ST5000 Image Formats

Description of ST5000 Image Files

Change Log
Version Date Comments
1.0 26-Aug-2003 Initial Release
1.1 29-Feb-2016 Update for Mk4

Introduction

The Mark I and Mark II ST5000 star trackers produce various kinds of "primitive" image types, and the ST5000 image handling software can transform these primitive types into "reduced" types. This note describes these data products.

Each version has a video ram into which the image is written by the frame grabber.

mk1 image ram: 2**20 bytes
mk2 image ram: 2**19 bytes (each; it has two of these, A & B).
mk4 image ram: 2**19 bytes (each; it has two of these, A & B).

Each frame grabber has a natural line length. This is the number of video ram bytes between 2 sensor pixels in the same sensor column.

mk1 natural line length: 1024
mk2 natural line length: 910
mk4 natural line length: 910

Each frame grabber has its own style of writing pixels into image ram.

The mk1 sensor data fall roughly between bytes 10 and 765. There is essentially no dead space before the start of the even field, and no dead space between the even and odd fields.

The mk2 sensor data fall roughly between bytes 210 and 950. There is dead space (about 20 lines) before the even field, and also between the fields (also about 20 lines).

The mk4 sensor data fall roughly between bytes 140 and 920. There is dead space (about 20 lines) before the even field, and also between the fields (also about 20 lines).

The "active area" is that part of image ram into which the grabbing is done.

mk1 active area: 768 x 480 = 368640
mk2 active area: 910 x 525 = 477750
mk4 active area: 910 x 525 = 477750

Note that the natural line length of the mk1 is larger than the active area. You save the first 768 bytes, then ignore the next 256. For the mk2 and mk4 units, the lengths agree, so no bytes are ignored.

File Types:

The file types vary by how much image ram they represent, which data management codes are built into them, and whether the fields have been shuffled into frames. Embedded line numbers are encoded MSB first:

line[0] = (length >> 8) & 0xff
line[1] = (length >> 0) & 0xff

length = ((line[0] << 8) + line[1]) & 0xffff

File types vary according to suffix:

.raw:
This is an old mk1 style no longer used. Two routing codes, then line number, then data:

mk1: 2+2+768 x 480 = 772 x 480 = 370560
mk2: N/A
mk4: N/A

.vram:
This is a complete copy of image ram. The mk1 unit embeds line numbers, but the mk2, writing straight to disk, does not.

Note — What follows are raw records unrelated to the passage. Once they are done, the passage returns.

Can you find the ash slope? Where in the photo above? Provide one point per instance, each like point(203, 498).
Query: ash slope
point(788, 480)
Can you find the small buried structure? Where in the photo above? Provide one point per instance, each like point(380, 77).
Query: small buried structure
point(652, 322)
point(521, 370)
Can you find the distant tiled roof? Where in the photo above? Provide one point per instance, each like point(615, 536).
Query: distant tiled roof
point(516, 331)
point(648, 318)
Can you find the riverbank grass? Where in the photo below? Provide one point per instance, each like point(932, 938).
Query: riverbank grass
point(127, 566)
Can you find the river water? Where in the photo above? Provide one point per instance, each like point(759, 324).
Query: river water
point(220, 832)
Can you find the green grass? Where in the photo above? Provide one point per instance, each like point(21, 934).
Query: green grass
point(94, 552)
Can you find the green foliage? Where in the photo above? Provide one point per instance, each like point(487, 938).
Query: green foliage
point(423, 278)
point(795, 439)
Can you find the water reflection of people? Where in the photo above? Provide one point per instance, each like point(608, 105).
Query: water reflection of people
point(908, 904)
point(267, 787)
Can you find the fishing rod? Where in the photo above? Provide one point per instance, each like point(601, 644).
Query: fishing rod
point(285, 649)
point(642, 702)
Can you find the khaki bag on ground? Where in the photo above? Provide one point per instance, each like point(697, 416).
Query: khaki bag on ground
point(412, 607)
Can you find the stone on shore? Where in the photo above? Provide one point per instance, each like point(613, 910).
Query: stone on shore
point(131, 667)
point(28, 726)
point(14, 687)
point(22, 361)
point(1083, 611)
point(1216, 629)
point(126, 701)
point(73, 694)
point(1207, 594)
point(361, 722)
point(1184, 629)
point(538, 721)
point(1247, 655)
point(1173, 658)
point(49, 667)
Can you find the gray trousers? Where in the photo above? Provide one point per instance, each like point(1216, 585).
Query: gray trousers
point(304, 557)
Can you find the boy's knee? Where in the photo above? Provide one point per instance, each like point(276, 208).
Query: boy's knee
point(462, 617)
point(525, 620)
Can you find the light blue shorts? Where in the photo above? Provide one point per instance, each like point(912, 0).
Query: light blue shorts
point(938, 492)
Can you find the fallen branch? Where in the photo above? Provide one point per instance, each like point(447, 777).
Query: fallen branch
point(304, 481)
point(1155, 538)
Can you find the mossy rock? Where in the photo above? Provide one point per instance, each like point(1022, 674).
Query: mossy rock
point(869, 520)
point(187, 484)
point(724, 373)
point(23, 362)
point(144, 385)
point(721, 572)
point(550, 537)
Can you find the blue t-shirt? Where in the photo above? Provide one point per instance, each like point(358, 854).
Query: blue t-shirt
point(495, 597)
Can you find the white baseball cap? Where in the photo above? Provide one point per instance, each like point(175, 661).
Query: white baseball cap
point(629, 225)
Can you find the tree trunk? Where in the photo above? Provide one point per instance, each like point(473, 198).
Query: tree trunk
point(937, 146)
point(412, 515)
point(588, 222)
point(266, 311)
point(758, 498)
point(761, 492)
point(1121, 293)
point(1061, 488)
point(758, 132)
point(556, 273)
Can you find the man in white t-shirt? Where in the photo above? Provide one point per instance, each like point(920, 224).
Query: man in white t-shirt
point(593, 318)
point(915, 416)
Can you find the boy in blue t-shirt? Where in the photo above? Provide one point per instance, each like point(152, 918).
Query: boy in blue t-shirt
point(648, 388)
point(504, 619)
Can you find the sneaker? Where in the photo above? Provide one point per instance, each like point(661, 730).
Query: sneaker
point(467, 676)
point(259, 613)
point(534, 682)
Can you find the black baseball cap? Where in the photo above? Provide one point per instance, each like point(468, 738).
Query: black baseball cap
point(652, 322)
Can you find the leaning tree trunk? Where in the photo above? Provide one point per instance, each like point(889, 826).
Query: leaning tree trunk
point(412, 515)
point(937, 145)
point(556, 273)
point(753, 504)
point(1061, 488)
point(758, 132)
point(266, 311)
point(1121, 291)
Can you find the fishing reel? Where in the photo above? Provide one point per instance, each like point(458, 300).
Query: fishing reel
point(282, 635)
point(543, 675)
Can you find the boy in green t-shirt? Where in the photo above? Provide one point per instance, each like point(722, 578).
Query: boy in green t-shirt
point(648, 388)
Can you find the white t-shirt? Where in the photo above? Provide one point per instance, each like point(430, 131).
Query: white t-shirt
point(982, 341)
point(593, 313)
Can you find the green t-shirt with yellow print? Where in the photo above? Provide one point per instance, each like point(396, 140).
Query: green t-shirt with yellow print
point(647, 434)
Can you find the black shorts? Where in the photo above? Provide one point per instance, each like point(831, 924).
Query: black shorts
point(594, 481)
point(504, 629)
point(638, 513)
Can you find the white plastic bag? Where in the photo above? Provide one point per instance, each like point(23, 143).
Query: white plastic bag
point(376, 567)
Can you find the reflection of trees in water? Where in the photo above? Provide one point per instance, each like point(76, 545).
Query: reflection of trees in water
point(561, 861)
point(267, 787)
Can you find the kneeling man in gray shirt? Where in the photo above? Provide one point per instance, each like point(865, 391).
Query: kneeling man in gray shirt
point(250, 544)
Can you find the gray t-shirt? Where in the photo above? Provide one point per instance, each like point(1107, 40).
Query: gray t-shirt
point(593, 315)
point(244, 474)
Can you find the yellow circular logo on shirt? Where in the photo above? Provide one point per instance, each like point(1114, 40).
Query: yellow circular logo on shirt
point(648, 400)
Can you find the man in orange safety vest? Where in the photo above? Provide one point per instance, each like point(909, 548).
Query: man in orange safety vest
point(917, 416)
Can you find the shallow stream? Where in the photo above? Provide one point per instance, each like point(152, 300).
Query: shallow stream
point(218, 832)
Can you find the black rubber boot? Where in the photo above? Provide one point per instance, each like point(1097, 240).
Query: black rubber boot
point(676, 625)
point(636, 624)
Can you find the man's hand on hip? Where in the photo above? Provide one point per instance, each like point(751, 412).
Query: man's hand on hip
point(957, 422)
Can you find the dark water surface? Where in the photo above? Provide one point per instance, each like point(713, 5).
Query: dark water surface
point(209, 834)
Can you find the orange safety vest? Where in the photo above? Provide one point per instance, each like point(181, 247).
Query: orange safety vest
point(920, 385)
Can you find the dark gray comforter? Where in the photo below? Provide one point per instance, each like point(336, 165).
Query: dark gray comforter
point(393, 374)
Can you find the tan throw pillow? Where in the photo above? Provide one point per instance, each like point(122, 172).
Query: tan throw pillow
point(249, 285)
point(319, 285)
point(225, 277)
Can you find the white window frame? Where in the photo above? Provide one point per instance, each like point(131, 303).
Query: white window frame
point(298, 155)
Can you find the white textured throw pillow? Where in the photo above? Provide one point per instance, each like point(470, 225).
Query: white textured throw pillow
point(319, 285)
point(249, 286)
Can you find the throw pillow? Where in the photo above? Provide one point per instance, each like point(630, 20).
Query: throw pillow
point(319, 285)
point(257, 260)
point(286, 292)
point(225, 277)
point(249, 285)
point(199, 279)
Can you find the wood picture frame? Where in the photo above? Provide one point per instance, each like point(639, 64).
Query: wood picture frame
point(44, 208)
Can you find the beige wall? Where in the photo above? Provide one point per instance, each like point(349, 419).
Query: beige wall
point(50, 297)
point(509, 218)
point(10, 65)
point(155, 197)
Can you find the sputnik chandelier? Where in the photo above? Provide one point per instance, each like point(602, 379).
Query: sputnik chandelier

mk1: 2+1024 x 1024 = 1026 x 1024 = 1050624
mk2: 2**19 = 524288
mk4: 2**19 = 524288

.grab:
This is the fundamental file type transmitted over the RS232 line. Only the active area is transmitted. Line numbers begin each line, so that dropped lines (due to transmission errors) can be indentified.
mk1: 2+768 x 480 = 770 x 480 = 369600
mk2: 2+910 x 525 = 912 x 525 = 478800
mk4: 2+910 x 525 = 912 x 525 = 478800
.field:
A .grab file is turned into a .field file by sorting lines according to their embedded line number, then discarding the line numbers. Missing lines in the grab files show up as dark rows in the field file.
mk1: 768 x 480 = 368640
mk2: 910 x 525 = 477750
mk4: 910 x 525 = 477750
.frame:
A frame is produced by interleaving the even and odd fields. The "field height" is the number of video ram lines between adjacent sensor lines.

mk1 field height: 241
mk2 field height: 263
mk4 field height: 263

You can convert between field and frame lines (FH = field height):
frame = 2 * field (field line < FH)
frame = 2 * (field-FH) + 1 (field line >= FH)

field = frame/2 (frame line even)
field = frame/2 + FH (frame line odd)

mk1 frame: 768 x 480 = 368640
mk2 frame: 910 x 525 = 477750
mk4 frame: 910 x 525 = 477750

Finally, there is the "good" part of the image to work with. This has to allow for the ragged edges in the grab, the late start of the image in the mk2 unit, and so on. Only good sensor data should be included.

mk1 good area: 740x460+10+12 = 340400 good pixels
mk2 good area: 740x460+210+40 = 340400 good pixels
mk4 good area: 694x460+140+30 = 319240 good pixels

Note: the mk2 unit shows a little variation in the "210" figure. This may be due to part-to-part variation in the flash ADC. It has been seen as large as 215, in which case the image is "shifted right" with wraparound: 5-ish pixels from the right edge of the sensor appear at the left of the frame.